Photo rue Saint-Quentin 30 et 32, Gustave Strauven, 1899 (Photo. AAM, Bruxelles)

 

 

L'entretien de la corniche

La corniche se compose d’un ouvrage de menuiserie habituellement en pin. Elle est supportée par les “blochets”, pièces réalisées de préférence en chêne et ancrées à intervalles réguliers dans le haut du mur de façade. L’étanchéité du chéneau est en géneral assurée par un revêtement de zinc.

 
Assurer l’étanchéité du chéneau

Une étanchéité déficiente entraîne rapidement des dégâts importants: humidification du mur de façade, dégradation des enduits. Si la situation persiste, les pièces de bois en contact avec le mur risquent de pourrir: base de la charpente du toit, plancher des combles…

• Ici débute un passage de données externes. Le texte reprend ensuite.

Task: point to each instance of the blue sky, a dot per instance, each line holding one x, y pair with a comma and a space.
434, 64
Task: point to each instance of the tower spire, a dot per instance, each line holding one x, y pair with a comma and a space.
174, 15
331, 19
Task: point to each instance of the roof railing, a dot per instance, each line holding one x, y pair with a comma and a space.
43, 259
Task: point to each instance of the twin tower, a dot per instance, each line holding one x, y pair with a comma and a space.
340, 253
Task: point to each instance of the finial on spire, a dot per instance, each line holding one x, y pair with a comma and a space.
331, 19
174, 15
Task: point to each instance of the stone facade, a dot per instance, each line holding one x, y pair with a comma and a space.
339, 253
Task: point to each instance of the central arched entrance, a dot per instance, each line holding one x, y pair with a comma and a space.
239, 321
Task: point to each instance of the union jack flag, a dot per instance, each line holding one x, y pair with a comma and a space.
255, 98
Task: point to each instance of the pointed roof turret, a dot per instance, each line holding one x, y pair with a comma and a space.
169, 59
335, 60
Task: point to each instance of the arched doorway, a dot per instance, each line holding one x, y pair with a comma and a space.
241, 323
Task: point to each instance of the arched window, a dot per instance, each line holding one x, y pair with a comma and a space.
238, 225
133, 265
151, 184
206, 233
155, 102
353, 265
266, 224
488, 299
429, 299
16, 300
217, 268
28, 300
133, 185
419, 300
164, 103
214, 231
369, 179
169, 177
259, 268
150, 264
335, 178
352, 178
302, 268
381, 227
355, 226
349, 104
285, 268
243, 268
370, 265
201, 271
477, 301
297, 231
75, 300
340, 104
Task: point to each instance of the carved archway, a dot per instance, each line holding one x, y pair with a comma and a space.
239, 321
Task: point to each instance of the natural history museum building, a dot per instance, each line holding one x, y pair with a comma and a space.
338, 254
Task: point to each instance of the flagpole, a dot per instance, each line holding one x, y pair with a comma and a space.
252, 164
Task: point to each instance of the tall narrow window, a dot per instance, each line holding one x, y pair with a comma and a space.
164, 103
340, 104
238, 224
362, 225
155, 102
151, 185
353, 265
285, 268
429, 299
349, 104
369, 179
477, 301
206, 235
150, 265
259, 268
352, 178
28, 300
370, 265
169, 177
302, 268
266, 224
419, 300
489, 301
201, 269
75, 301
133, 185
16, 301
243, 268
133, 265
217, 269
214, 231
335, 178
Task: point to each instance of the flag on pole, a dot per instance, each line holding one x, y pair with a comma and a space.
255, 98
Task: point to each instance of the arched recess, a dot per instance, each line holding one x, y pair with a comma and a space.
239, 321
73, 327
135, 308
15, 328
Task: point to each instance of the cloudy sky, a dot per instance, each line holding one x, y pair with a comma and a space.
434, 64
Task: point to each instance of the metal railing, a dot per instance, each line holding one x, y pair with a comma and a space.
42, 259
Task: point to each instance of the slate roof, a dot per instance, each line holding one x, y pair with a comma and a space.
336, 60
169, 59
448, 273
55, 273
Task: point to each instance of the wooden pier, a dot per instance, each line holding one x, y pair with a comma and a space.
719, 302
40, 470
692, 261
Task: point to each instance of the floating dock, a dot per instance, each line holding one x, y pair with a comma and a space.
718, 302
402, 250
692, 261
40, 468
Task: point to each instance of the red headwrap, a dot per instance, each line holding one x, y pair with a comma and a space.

Une fois par an, à la fin de l’automne, le chéneau sera débarrassé de tous les débris (gravats, mousses, feuilles…) qui pourraient obstruer les descentes d’eau pluviale. L’étanchéité et la pente du chéneau seront vérifiées: apparition de taches d’humidité sous la corniche, présence de flaques dans le chéneau…
S’aventurer sur une toiture ou sur une corniche nécessite un équipement de sécurité approprié. Des entreprises spécialisées proposent des contrats d’entretien.
S’il ne peut être réparé localement (fuites multiples, déformations empêchant un bon écoulement…), le revêtement sera remplacé.
La première opération consistera à enlever les anciennes couches d’étanchéité. La pente du chéneau sera ensuite corrigée avant la pose d’un nouveau revêtement de zinc. L’emploi de couches d'étanchéité asphaltiques n’est pas conseillé pour les corniches car elles sont peu adaptées au recouvrement de petites surfaces aux formes complexes.

Préserver la menuiserie

L’usage des “échelles de corniche” qui permettaient de rafraîchir périodiquement à peu de frais la peinture de la menuiserie n’est plus de mise aujourd’hui pour des raisons de sécurité. La remise en peinture de la corniche nécessitera donc l’installation d’un échafaudage complet et sera effectuée en parallèle avec d’autres travaux d’entretien de la façade. L’entretien des menuiseries étant moins fréquent, la qualité du travail de préparation et de mise en oeuvre de la peinture sera d’autant plus importante. La peinture elle-même devra présenter une perméabilité suffisante à la vapeur d’eau afin de permettre une bonne évacuation de l’humidité éventuellement contenue dans le bois. Le choix du blanc ou d’une teinte claire permet de valoriser le jeu subtil de l’ombre et de la lumière sur les ornements et la mouluration de la corniche classique. L’Art nouveau et l’Art Déco ont fait appel à des couleurs plus variées. Une étude des anciennes couches de peinture (stratigraphie) permettra d’orienter le choix de la teinte.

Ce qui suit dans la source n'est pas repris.